2.12.5. Analysis of CSF and Blood Samples
UPLC was performed utilizing a Waters Acquity® UPLC system (Waters Corp., Milford, MA, USA). The system contains a binary solvent manager, sample manager and a photodiode array (PDA) detector, all connected to a Waters Empower 2 data station. An Acquity UPLC Ethylene Bridged Hybrid (BEH) C18 column (50 mm × 2.1 mm, i.d., 1.7 μm particle size, Waters) was used at 40 °C to achieve separation. The machine was primed with the appropriate solvents mentioned above for 10 cycles each of 5 min. The method for separation, identification and quantification was isocratic whereby the mobile phase comprised ammonium acetate buffer and acetonitrile (AA–ACN 65%–35% v/v), the flow rate through the column was 0.50 mL/min, the injection volume was 2 µL and the run time was 3 min. Between injections, the machine was allowed to equilibrate for 3 min so as to attain a constant pressure and more reliable results. Upon completion of analysis, ACN was gradually injected into the system to remove any residue until the entire column was immersed in 100% ACN. Isoniazid (INH) was employed as the internal standard (IS). The PDA detector was set at 254 nm for CPZ and INH detection. Standards were prepared and analyzed (ensuring precision and accuracy) for calibration curve construction.

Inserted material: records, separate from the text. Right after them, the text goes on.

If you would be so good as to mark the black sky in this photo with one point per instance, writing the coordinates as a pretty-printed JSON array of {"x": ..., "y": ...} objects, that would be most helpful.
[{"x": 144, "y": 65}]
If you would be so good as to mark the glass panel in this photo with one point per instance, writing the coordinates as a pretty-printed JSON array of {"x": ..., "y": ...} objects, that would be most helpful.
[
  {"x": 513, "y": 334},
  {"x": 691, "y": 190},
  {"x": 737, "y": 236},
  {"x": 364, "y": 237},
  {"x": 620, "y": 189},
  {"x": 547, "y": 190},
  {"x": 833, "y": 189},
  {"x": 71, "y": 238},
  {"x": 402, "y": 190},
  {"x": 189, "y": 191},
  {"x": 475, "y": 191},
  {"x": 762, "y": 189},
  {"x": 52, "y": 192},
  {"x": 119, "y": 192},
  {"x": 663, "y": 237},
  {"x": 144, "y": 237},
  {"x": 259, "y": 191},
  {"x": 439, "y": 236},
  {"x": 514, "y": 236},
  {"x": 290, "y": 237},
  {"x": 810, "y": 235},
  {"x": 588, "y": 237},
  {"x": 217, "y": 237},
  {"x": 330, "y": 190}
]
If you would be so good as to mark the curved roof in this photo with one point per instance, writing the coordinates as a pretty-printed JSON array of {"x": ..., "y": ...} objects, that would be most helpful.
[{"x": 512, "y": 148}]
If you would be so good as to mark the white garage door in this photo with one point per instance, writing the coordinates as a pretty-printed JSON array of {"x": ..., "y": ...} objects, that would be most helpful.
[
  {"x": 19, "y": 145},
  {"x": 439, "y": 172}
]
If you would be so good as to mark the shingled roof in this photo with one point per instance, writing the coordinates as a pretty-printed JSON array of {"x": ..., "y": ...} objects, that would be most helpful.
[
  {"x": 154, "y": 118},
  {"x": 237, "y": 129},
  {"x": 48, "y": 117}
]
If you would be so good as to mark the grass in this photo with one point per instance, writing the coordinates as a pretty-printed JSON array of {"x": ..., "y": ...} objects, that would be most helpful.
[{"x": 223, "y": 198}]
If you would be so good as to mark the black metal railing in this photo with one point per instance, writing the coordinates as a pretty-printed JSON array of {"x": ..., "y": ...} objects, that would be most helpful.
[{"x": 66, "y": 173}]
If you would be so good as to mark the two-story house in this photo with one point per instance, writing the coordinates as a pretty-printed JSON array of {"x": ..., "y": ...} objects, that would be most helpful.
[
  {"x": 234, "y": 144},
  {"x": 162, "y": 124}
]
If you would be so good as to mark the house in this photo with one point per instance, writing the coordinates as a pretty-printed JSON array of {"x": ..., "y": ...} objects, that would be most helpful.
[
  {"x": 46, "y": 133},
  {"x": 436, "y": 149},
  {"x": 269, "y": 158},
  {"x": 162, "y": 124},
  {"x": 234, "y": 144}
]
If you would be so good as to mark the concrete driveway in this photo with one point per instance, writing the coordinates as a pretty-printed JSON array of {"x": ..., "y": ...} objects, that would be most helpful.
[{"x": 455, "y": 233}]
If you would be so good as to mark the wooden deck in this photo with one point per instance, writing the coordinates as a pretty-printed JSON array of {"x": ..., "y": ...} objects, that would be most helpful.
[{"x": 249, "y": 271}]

2.12.6. Plasma and CSF Extraction of CPZ
An uncomplicated and effective liquid–liquid plasma extraction procedure was developed and applied to CPZ in blood samples. Aliquots of plasma (500 μL) of sample were transferred into polypropylene tubes followed by the addition of 1 mL of ACN in order to precipitate the plasma proteins. The samples were subsequently vortexed for 1 min followed by the addition of 500 μL of ACN. The mixture was vortexed again for 1 min and was then centrifuged at 1300 RCF (Nison Instrument Limited, Shanghai, China) for 5 min. The supernatant was removed and filtered through 0.22 μm Cameo Acetate membrane filters. The filtrate was then spiked with a known amount of the IS, INH. The final solution was transferred into Waters® certified UPLC vials for analysis. Due to the fact that CFS does normally contain proteins and that CPZ is highly protein bound, the same extraction procedure was applied to CSF samples.